Here, we merged the adapter with the base model and push the merged model on the hub. You can just push the adapter in the hub and avoid pushing the heavy base model file in this way:

model.push_to_hub(adapter_model_name)

And then you load the model in this way:

config = PeftConfig.from_pretrained(adapter_model_name)
model = AutoModelForCausalLM.from_pretrained(config.base_model_name_or_path, return_dict=True, load_in_8bit=True, device_map='auto')
tokenizer = AutoTokenizer.from_pretrained(config.base_model_name_or_path)

# Load the Lora model
model = PeftModel.from_pretrained(model, adapter_model_name)

Fast Inference with Vllm

The vllm library is one of the fastest inference engines for LLMs. For a comparative overview of available options, you can use this blog: 7 Frameworks for Serving LLMs. In this example, we are inferring version 1 of our fine-tuned model on this task.

from vllm import LLM, SamplingParams

prompt = """### Question: here is a product title from a Iranian marketplace.  \n         give me the Product Entity and Attributes of this product in Persian language.\n         give the output in this json format: {'attributes': {'attribute_name' : <attribute value>, ...}, 'product_entity': '<product entity>'}.\n         Don't make assumptions about what values to plug into json.

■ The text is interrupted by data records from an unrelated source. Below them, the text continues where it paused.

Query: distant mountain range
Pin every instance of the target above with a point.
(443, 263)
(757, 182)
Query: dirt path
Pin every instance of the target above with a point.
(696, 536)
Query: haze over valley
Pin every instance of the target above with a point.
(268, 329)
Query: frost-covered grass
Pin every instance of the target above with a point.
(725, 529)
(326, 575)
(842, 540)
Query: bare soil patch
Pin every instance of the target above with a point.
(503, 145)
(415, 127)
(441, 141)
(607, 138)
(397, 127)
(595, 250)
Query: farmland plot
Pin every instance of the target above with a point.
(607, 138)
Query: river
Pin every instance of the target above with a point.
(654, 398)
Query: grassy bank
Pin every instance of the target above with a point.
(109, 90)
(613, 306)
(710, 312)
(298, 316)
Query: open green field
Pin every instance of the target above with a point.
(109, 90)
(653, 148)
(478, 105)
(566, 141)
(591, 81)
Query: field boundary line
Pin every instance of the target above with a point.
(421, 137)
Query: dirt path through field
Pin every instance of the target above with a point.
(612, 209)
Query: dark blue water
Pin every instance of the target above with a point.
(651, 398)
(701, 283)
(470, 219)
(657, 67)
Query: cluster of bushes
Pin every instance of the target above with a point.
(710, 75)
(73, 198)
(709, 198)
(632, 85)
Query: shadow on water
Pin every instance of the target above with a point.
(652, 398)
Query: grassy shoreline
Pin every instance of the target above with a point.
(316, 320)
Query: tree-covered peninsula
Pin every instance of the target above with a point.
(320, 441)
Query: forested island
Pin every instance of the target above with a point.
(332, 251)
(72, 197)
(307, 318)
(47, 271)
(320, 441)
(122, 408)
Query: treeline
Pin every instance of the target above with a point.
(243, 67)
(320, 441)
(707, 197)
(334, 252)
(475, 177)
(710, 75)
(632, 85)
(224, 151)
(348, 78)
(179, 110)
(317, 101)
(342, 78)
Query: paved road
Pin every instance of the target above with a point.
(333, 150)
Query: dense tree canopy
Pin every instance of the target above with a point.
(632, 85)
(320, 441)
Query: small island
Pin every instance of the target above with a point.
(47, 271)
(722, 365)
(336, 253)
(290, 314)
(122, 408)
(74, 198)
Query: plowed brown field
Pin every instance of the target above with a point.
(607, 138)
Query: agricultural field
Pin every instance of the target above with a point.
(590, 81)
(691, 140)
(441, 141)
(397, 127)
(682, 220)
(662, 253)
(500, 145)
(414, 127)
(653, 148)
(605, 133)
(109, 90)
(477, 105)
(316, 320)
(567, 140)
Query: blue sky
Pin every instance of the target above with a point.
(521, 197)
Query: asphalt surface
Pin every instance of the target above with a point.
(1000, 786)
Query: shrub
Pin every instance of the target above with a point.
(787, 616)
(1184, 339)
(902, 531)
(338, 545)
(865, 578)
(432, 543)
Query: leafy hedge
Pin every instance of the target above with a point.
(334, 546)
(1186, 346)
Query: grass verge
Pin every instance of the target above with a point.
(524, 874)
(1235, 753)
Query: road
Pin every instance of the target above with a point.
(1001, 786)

Just give Json not a single word more.\n         \nproduct title:"""
user_prompt_template = "### Question: "
response_template = " ### Answer:"

llm = LLM(model="BaSalam/Llama2-7b-entity-attr-v1", gpu_memory_utilization=0.9, trust_remote_code=True)

product = "مانتو اسپرت پانیذ قد جلوی کار حدودا 85 سانتی متر قد پشت کار حدودا 88 سانتی متر"
sampling_params = SamplingParams(temperature=0.0, max_tokens=75)
prompt = f"{user_prompt_template} {prompt}{product}\n {response_template}"
outputs = llm.generate(prompt, sampling_params)

print(outputs[0].outputs[0].text)

Example Output

{
    "attributes": {
        "قد جلوی کار": "85 سانتی متر",
        "قد پشت کار": "88 سانتی متر"
    },
    "product_entity": "مانتو اسپرت"
}

In this blog, you can read about the best practices for fine-tuning LLMs Sebastian Raschka’s Magazine.